You’d be correct if you’re looking at this blog post thinking “hasn’t he done this already?” Well yeah, but that was over a year ago (https://manuallyshiftedsoul.wordpress.com/2013/06/20/small-and-simple-2014-corolla-to-the-ford-sts/), and a couple things have changed. Namely in the Ford Fiesta, Chevy Sonic, and more importantly, the Honda Fit.
We all knew the Fiesta ST would be something when it hit the U.S., and it is. But something I didn’t foresee was the 1.0L three-cylinder EcoBoost engine becoming a middle-spot contender for the buyer, between the regular 1.6L four and the hot ST 1.6-turbo mill. Tests put the new EcoBoost three-pot in an above-average 0-60 time of around 8.5 seconds (C/D got 8.3 for hatch, and 8.7 for sedan)—in a land of Sonic and Accent pushing 7.9, and Versa’s in the high 9’s, that’s a commendable improvement of half-a-second or more off the usual Fiesta run, while chucking out a 45mpg EPA highway rating. With the inherently good Fiesta chassis still there, it’s a good little package, but still small in the class.

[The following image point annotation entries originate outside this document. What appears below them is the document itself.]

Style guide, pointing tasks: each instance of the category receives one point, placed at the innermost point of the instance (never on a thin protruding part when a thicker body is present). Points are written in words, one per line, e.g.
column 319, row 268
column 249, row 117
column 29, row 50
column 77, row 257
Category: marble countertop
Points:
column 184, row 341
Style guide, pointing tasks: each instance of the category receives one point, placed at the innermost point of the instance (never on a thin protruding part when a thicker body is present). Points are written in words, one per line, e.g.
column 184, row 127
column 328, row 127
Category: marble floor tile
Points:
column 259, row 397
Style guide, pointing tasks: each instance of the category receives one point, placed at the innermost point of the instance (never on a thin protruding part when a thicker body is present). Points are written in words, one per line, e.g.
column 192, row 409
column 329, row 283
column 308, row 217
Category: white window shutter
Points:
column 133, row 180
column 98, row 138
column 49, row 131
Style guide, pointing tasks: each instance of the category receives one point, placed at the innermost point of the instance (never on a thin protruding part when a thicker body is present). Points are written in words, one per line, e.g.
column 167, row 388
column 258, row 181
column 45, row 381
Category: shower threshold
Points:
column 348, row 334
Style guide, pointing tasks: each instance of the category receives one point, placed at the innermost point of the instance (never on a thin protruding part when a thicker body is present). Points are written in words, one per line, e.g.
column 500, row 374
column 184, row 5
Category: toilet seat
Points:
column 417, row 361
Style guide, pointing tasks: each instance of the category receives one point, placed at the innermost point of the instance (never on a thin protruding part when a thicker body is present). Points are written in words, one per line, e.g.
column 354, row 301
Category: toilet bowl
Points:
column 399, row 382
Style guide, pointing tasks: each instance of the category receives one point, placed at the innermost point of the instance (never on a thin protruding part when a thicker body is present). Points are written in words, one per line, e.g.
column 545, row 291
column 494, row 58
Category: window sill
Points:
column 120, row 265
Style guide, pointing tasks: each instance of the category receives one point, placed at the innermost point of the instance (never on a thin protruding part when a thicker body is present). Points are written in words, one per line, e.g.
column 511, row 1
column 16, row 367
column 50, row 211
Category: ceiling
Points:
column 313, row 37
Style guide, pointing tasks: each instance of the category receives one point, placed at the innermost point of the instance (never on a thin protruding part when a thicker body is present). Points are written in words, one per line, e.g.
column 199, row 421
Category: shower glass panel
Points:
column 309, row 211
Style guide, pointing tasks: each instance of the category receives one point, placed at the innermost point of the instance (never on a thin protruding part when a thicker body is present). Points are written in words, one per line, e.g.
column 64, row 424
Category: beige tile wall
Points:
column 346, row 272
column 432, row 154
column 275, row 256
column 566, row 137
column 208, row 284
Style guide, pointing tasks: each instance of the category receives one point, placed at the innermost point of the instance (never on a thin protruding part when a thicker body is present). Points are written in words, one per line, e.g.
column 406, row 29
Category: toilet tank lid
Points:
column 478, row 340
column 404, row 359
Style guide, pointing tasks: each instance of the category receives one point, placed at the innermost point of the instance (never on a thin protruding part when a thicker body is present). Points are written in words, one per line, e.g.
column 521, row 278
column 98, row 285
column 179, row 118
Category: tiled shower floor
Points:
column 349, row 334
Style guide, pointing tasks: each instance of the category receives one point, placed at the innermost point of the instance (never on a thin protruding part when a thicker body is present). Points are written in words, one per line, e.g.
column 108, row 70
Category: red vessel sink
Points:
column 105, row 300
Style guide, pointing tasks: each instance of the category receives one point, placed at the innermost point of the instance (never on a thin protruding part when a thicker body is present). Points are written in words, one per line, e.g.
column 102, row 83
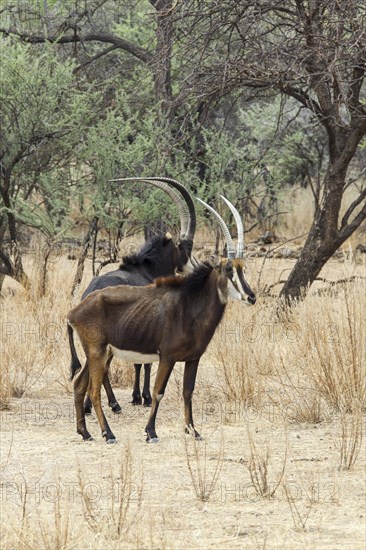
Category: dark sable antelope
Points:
column 159, row 257
column 171, row 320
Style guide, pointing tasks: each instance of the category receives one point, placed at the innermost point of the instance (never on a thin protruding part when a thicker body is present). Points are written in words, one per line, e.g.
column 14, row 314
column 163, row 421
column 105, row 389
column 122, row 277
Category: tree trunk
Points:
column 323, row 240
column 84, row 252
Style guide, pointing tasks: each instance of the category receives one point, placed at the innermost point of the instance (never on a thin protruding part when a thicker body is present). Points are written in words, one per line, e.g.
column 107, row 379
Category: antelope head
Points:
column 232, row 268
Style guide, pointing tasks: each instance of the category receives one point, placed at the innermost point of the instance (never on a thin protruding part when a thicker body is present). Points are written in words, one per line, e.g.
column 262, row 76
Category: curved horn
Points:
column 229, row 240
column 240, row 228
column 187, row 218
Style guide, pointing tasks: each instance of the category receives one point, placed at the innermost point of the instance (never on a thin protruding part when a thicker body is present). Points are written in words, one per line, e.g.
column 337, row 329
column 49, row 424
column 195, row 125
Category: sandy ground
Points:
column 42, row 454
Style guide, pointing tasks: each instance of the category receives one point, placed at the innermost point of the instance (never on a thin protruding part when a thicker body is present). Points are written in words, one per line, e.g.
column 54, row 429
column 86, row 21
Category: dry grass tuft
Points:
column 204, row 477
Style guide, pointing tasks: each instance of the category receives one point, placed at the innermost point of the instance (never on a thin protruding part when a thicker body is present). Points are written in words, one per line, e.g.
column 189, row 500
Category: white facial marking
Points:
column 133, row 356
column 188, row 267
column 233, row 291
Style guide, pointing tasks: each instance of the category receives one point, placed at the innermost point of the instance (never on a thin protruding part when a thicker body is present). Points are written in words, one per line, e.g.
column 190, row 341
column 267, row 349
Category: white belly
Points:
column 134, row 356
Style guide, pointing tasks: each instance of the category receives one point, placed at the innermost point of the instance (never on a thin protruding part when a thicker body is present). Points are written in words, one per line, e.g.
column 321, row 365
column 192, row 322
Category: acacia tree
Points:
column 41, row 120
column 315, row 52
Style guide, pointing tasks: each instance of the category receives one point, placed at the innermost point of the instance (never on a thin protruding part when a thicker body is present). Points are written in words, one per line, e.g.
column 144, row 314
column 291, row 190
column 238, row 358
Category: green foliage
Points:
column 43, row 117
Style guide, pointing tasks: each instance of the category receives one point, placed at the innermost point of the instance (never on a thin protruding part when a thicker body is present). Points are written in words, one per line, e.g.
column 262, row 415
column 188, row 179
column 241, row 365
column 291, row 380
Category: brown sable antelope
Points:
column 159, row 257
column 171, row 320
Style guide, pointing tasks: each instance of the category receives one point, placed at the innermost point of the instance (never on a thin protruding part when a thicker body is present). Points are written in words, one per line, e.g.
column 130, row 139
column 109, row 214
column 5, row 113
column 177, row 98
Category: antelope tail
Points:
column 75, row 363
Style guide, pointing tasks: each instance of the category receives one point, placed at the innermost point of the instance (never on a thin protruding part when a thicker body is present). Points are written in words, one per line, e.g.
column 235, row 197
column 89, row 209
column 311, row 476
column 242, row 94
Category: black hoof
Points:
column 193, row 432
column 109, row 437
column 116, row 408
column 136, row 401
column 85, row 435
column 151, row 437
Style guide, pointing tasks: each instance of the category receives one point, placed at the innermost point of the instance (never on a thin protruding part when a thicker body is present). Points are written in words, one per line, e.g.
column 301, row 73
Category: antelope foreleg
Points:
column 146, row 390
column 136, row 393
column 162, row 376
column 80, row 386
column 97, row 368
column 189, row 381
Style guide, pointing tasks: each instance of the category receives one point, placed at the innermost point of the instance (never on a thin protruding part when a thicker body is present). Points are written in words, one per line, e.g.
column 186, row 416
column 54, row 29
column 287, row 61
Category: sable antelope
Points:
column 158, row 257
column 171, row 320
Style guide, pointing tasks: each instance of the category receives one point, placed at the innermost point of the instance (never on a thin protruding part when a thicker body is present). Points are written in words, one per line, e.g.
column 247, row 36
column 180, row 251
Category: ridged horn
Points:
column 225, row 230
column 186, row 209
column 240, row 228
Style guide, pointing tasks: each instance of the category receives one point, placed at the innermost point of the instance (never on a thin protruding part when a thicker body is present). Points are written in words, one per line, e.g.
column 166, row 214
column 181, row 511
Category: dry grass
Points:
column 271, row 385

Chevy’s Sonic hasn’t really moved up its game with the RS model, and with the price sitting painfully close to the Fiesta ST, it’s no bargain. To add to that, the 2015 Honda Fit is the new kid in the lower-classman playground. With a new six-speed manual transmission and direct injected DOHC powerplant, Honda took what was already good about the Fit (efficient use of space and relatively nimble dynamics), and adding in some power and fuel-economy. The Fit EX manual, as tested by Car & Driver, had barely surpassed the Sonic RS manual in 0-60, and further embarrasses it even beyond that (still pulling away into triple digits), while still providing better as-tested and EPA economy ratings. Plus having a better shifter than the Chevy, and the MagicSeat for less money, the Honda is just the better choice unless you step up to the Fiesta ST—and we haven’t even seen a sport trim for the Fit yet. Though the Fit still has its downsides, as the C&D test points out (the gearing will still make it a frantic revver at freeway speeds, and things like the steering, brakes, and clutch aren’t as crisp as they once were). This doesn’t come as much of a shock, since the 2001-2005 Civic seemed to do the same thing compared to the generations before and after it.